SAMBAS E MORINGAS >> Albir José Inácio da Silva
Acordou de madrugada, e olha que
sambista só gosta de madrugada antes de dormir. Classificados debaixo do braço,
café preto e amargo pra acordar e também por falta de outros ingredientes.
Samba se canta, não se come. O
Hélio joga em todas, faz samba, poema, escreve peça, redige manifesto. Ninguém
compra mais samba, poesia nunca vendeu mesmo. Teatro não tem patrocínio e
manifesto anda desmoralizado porque todo mundo fez manifesto contra a tirania,
mas ninguém se lembrou de chutar pra fora a bunda do tirano.
A verdade é que a despensa estava
vazia. Era sexta de carnaval, mas Hélio foi à luta. Cruzou a cidade da Pavuna
ao Leblon, da Freguesia à Penha Circular e recebeu mais nãos do que lhe dava a
Margarete, apesar dos versos que fazia pra ela.
Às duas da tarde, sol de
fevereiro, o bardo encostou num balcão da Braz de Pina. Avaliou o bolso e pediu
uma Iscariol, dois ovos coloridos e um varejão. Achou melhor pagar adiantado,
moedas não são confiáveis, ainda menos num lugar estranho.
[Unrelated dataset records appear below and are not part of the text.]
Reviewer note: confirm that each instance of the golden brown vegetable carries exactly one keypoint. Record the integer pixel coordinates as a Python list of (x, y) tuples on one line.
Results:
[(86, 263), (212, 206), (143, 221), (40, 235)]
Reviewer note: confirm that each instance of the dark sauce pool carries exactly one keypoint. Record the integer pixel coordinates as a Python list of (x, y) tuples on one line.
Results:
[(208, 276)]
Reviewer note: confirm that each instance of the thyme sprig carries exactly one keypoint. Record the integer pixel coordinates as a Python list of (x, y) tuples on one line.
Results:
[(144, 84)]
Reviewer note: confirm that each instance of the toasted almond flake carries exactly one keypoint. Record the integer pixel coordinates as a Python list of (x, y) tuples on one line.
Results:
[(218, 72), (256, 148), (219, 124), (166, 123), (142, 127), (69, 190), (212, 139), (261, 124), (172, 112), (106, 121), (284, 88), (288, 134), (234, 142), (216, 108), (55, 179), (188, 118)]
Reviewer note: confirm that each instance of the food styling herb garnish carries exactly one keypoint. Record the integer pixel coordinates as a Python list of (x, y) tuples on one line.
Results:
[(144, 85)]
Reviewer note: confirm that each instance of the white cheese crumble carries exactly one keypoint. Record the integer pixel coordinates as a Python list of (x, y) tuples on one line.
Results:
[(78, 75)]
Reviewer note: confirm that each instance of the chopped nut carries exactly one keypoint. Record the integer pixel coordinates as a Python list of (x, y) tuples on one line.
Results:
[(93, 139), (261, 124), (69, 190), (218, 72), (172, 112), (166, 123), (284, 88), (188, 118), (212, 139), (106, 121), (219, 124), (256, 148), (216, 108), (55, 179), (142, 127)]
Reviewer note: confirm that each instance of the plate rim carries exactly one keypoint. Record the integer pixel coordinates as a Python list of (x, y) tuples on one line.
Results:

A cerveja gelada fez sentir uma
brisa que não havia antes. Fechou os olhos e respirou quase pacificado. Ouviu
um batuque. Descendo a rua, um amontoado barulhento engarrafava o trânsito. O
motor dos carros atrapalhava o ouvido, mas tinha alguma coisa familiar. O
puxador se esgoelava no microfone e, mesmo com chiado e microfonia, Hélio
reconheceu a sua Odete.
“Odete, Odete, eu te dou uma
bicicreta e tu me chega de chevete;
Odete, Odete, eu te dou uma
bicicreta e tu me chega de chevete.”
E o puxador acrescentou até um
breque:
“Cumé que tu exprica isso, Odete?”
Há dois meses Hélio se inscreveu
no concurso de samba. Entregou letra
datilografada e fita cassete da própria voz. O concurso não aconteceu porque
uns participantes se esmurraram ainda na fase de classificação. Depois andou
mostrando o samba pros amigos na Lapa e não pensou mais nisso, era só mais um
samba pra gaveta. Mas agora estava ali.
O botequim se encheu de foliões.
O puxador entregou o microfone pro substituto e avisou:
- Não deixa cair não, que tá
bonito! – e subiu os degraus na porta do bar.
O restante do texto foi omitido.